All of the documents listed in Section I plus the following documents:

  1. Medicare enrolled
  2. Title XIX Participation Agreement
    • Must be signed by Owner or Managing Employee
    • Must be completely filled out and both pages must be uploaded

Teaching Institution – All Department Hospital (54)

All of the documents listed in Section I plus the following documents:

  1. Medicare enrolled
  2. Title XIX Participation Agreement
    • Must be signed by Owner or Managing Employee
    • Must be completely filled out and both pages must be uploaded

Third Party Assessor – Reassessment (27)

All of the documents listed in Section I plus the following documents:

  1. Application Fee Receipt: Click here or copy and paste this link into your browser to pay the fee at the state vendor’s website (https://magic.collectorsolutions.com/magic-ui/Login/mo-medicaid-audit) – Each enrolled EIN must pay a fee.
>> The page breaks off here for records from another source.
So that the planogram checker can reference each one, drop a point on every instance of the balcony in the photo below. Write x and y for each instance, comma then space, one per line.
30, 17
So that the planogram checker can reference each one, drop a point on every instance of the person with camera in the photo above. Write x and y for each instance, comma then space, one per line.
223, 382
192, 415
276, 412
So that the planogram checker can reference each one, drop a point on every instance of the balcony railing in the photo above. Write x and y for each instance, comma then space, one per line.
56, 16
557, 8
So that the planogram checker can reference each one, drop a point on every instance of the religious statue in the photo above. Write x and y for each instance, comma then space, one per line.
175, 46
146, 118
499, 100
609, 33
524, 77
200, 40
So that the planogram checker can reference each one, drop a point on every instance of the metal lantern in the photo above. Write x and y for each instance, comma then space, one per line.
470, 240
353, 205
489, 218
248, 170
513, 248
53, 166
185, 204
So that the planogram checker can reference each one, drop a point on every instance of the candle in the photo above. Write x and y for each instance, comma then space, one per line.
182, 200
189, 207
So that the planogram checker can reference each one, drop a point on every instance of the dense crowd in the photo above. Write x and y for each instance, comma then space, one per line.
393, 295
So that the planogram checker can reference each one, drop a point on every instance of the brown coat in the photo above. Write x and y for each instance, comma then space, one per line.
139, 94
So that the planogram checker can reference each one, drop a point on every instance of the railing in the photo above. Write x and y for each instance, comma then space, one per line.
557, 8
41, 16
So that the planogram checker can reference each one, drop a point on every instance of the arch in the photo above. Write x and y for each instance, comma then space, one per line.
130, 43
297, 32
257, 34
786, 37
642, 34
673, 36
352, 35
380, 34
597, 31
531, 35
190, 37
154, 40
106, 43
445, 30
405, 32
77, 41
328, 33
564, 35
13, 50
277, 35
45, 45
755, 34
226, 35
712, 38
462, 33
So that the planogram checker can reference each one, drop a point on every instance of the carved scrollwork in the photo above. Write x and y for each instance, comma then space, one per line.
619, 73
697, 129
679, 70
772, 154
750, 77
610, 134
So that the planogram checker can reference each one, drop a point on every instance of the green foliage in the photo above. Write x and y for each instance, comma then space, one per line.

If your entity has multiple enrollments under the same EIN, you are only required to pay one fee, regardless of the number of NPIs you have enrolled.
    • If the fee has been paid to Medicare or another State Medicaid Agency in the past 2 years, just write that information on an uploaded document, or add a note prior to submission. 
  2. Current Vendor No Tax Due letter from the Missouri Department of Revenue. Information available at http://dor.mo.gov/forms/943.pdf. Make sure both the FEIN and state EIN are included on the letter. A Certificate of No Tax Due is NOT sufficient.
  3. Missouri Department Of Revenue document.  The legal business name and MO EIN number must be PREPRINTED on the document by the MO Department Of Revenue. The Vendor No Tax Due Letter is not acceptable for this item—Business Tax Registration is acceptable.
  4. Current Copy of Training Certification
  5. Provider Reassessor Terms and Conditions
  6. Title XIX Participation Agreement
    • Must be signed by Owner or Managing Employee
    • Must be completely filled out and both pages must be uploaded
  7. For every individual named on either the BOS form or the Training Certification: Provide SSN, DOB, physical address, alias information, and recent FCSR screening results.